Tomorrow Ready ResourcesCredibility and Verification → Provenance in a Synthetic Media Era
[P+S] Primary & Secondary Credibility and Verification

Provenance in a Synthetic Media Era

Synthetic media is now convincing enough that looking professional is no longer a meaningful indicator of truth. The classroom response is not fear. It is raising the proof standard.

For any poster, slideshow, or video, require a one-page Media Evidence Map. Keep it lightweight and scale by year level.

  • Three claims the media product makes, written as sentences
  • Source for each claim from class materials or approved readings
  • One limit: what the media might oversimplify, omit, or distort
  • One verification move: one check you did, or one check you would do next

Grade the evidence map and the comparison note, not the cinematic quality.
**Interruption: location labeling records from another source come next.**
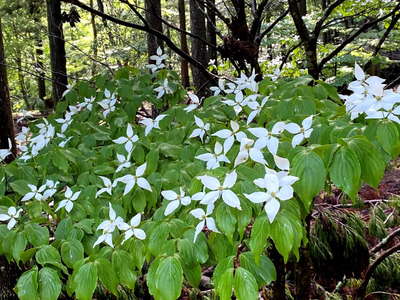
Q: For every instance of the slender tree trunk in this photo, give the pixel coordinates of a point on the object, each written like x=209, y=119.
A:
x=199, y=49
x=211, y=34
x=57, y=49
x=6, y=120
x=153, y=18
x=184, y=45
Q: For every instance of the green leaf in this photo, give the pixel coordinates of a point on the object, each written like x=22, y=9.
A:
x=264, y=270
x=245, y=285
x=71, y=252
x=373, y=165
x=345, y=171
x=169, y=278
x=49, y=284
x=36, y=234
x=85, y=281
x=107, y=275
x=259, y=235
x=27, y=285
x=310, y=170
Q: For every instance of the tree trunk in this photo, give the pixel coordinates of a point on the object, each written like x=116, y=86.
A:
x=6, y=120
x=184, y=46
x=211, y=34
x=199, y=49
x=153, y=18
x=57, y=50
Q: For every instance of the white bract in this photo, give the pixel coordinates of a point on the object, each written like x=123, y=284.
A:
x=213, y=159
x=132, y=230
x=11, y=216
x=301, y=133
x=108, y=227
x=201, y=131
x=150, y=123
x=230, y=135
x=248, y=149
x=129, y=140
x=268, y=138
x=68, y=203
x=278, y=187
x=163, y=89
x=205, y=220
x=175, y=200
x=217, y=190
x=131, y=180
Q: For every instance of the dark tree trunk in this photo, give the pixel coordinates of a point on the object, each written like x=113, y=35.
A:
x=184, y=46
x=6, y=120
x=211, y=34
x=57, y=50
x=153, y=18
x=199, y=49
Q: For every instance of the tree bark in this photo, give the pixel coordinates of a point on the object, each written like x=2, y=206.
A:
x=6, y=120
x=57, y=50
x=184, y=45
x=199, y=49
x=153, y=18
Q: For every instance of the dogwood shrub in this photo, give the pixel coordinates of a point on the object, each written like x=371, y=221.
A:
x=107, y=195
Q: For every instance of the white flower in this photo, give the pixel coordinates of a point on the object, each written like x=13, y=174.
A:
x=11, y=216
x=194, y=103
x=201, y=131
x=108, y=227
x=278, y=187
x=131, y=180
x=230, y=135
x=301, y=133
x=213, y=159
x=249, y=149
x=256, y=109
x=268, y=138
x=205, y=220
x=176, y=200
x=4, y=153
x=132, y=230
x=108, y=185
x=128, y=140
x=150, y=123
x=35, y=193
x=218, y=190
x=163, y=89
x=68, y=203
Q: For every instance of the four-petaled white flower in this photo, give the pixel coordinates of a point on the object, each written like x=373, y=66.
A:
x=11, y=216
x=230, y=135
x=108, y=185
x=249, y=149
x=301, y=133
x=278, y=187
x=131, y=180
x=68, y=203
x=194, y=103
x=132, y=230
x=35, y=193
x=150, y=123
x=213, y=159
x=268, y=138
x=4, y=153
x=163, y=89
x=201, y=131
x=128, y=140
x=108, y=227
x=205, y=220
x=217, y=190
x=176, y=200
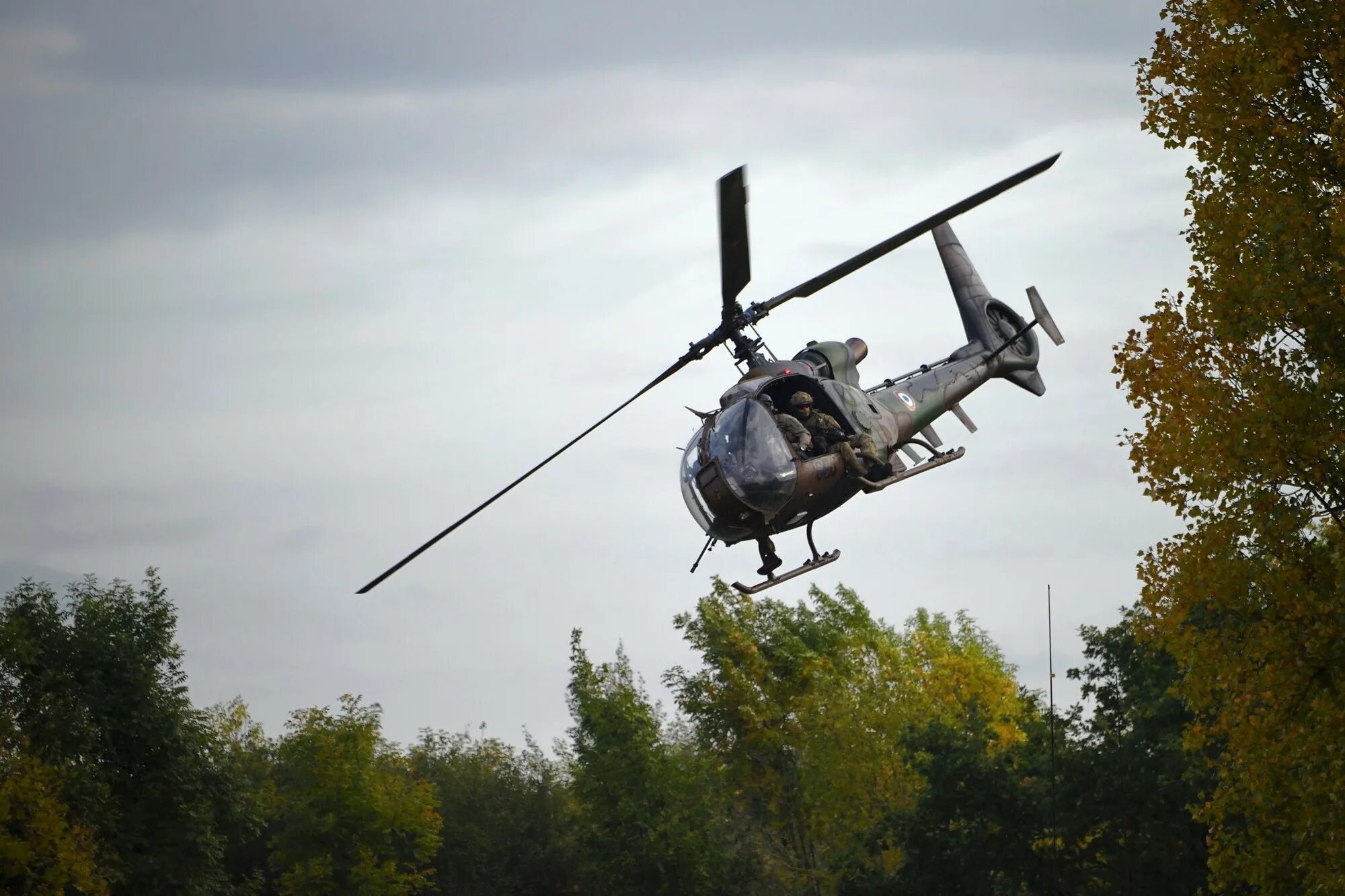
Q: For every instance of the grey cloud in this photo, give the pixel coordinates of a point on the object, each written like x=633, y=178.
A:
x=419, y=44
x=365, y=345
x=184, y=143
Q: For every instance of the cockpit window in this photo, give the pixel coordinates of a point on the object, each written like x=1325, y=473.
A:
x=754, y=455
x=740, y=391
x=691, y=466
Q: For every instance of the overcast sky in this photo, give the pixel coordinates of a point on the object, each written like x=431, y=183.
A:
x=290, y=287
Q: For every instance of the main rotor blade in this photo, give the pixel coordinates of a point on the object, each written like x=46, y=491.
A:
x=735, y=266
x=762, y=309
x=697, y=352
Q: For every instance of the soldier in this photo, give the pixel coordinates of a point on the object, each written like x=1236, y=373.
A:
x=825, y=431
x=796, y=434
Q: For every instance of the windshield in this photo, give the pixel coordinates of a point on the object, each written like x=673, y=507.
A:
x=754, y=455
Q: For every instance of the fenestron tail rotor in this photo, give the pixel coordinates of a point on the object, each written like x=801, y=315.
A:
x=735, y=275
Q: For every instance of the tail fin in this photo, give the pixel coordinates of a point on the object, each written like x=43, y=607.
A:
x=989, y=322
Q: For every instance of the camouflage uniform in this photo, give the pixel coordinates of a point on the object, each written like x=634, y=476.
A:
x=818, y=424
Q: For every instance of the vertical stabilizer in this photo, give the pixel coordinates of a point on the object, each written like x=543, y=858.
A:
x=969, y=290
x=989, y=322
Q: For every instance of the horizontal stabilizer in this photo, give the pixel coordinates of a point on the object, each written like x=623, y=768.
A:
x=962, y=415
x=1030, y=380
x=1039, y=311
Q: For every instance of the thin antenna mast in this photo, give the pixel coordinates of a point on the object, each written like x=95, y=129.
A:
x=1051, y=688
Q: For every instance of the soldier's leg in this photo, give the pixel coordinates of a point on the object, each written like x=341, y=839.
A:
x=852, y=462
x=770, y=560
x=878, y=469
x=868, y=448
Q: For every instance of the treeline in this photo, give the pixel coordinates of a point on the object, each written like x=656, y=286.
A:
x=816, y=749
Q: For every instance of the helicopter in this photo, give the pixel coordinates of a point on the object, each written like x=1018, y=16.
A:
x=742, y=478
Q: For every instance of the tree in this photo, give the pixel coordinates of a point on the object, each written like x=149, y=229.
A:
x=350, y=814
x=1133, y=780
x=652, y=809
x=96, y=690
x=249, y=758
x=1242, y=384
x=509, y=819
x=41, y=852
x=809, y=706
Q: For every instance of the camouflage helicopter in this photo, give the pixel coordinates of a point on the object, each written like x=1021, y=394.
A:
x=743, y=479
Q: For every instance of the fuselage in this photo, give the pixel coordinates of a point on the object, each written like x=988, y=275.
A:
x=740, y=477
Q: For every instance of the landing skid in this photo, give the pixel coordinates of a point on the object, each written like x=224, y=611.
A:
x=938, y=460
x=809, y=565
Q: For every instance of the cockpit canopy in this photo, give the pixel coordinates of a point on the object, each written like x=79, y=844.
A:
x=743, y=450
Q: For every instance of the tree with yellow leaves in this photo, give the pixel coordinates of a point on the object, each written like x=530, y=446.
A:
x=1242, y=384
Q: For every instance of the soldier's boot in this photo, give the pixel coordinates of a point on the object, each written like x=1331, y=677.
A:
x=770, y=560
x=879, y=469
x=852, y=460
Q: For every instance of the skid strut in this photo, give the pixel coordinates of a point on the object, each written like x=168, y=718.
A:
x=809, y=565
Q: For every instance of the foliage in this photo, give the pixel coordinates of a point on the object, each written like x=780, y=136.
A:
x=652, y=814
x=96, y=689
x=1133, y=780
x=808, y=708
x=248, y=756
x=508, y=817
x=1242, y=384
x=41, y=852
x=822, y=751
x=350, y=815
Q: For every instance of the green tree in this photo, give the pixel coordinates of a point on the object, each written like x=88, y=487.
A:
x=352, y=817
x=1242, y=384
x=1139, y=834
x=808, y=708
x=249, y=758
x=652, y=810
x=96, y=689
x=41, y=852
x=509, y=819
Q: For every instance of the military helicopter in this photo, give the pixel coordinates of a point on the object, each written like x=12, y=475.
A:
x=742, y=478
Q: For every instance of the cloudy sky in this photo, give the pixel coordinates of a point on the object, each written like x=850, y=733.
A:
x=286, y=288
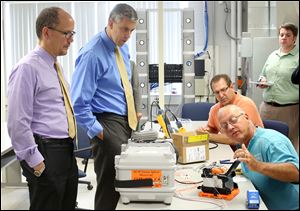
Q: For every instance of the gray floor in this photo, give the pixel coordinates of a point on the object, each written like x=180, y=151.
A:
x=17, y=198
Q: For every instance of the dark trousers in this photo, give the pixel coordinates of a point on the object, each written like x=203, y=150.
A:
x=116, y=132
x=56, y=188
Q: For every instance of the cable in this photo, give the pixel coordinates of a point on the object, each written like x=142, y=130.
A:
x=155, y=101
x=206, y=31
x=227, y=11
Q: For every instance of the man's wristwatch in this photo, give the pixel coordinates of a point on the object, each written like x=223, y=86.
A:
x=38, y=173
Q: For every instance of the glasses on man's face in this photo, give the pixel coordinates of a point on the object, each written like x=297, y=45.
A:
x=233, y=120
x=68, y=34
x=221, y=91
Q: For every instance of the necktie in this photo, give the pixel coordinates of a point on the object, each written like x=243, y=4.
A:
x=132, y=119
x=67, y=100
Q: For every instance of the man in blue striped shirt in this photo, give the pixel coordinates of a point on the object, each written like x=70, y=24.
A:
x=99, y=100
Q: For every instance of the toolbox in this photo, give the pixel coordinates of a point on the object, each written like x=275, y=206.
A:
x=192, y=147
x=145, y=172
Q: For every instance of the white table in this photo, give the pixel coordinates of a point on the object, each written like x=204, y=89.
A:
x=191, y=191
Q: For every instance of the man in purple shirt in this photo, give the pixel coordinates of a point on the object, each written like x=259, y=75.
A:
x=37, y=116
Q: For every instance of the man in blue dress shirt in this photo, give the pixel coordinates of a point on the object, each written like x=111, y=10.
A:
x=37, y=116
x=99, y=100
x=268, y=158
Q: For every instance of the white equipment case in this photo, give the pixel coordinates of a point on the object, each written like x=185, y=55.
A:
x=145, y=172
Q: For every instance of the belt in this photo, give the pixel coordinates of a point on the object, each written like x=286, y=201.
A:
x=280, y=105
x=39, y=138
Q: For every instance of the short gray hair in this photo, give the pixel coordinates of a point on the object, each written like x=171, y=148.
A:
x=47, y=18
x=123, y=10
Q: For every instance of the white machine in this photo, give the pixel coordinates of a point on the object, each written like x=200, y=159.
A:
x=145, y=172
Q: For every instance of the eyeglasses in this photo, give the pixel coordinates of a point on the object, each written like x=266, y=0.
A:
x=233, y=120
x=221, y=91
x=68, y=34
The four-component structure stays the same across all year levels. What changes is the complexity of the claims, the sophistication of the sources, and the depth of the limit statement.

  • Years 1 to 4: sticky note labels on a poster, one claim per label
  • Years 5 to 8: one-page handwritten map, class-approved sources only
  • Years 9 to 11: typed map submitted with the media product, two source types required
  • Years 12 to 13: full evidence map including disciplinary limitations and alternative interpretations
Primary — Year 3

Students create a poster then add three sticky labels: my claim, my evidence, what I am not sure about. Even at this level you are teaching provenance habits: claims need evidence and uncertainty is normal.

Secondary — Year 13

Students submit a short video plus a one-page evidence map that names each claim, the source, and what the media might oversimplify. Protects subject intent and makes authenticity visible at senior level.

Does your assessment reward evidence and reasoning beside the media product, so polish cannot substitute for learning?

Provenance is a safety and fairness issue. Are students including culturally unsafe framings in their media? Are they inadvertently sharing personal or identifiable information in generated or edited content?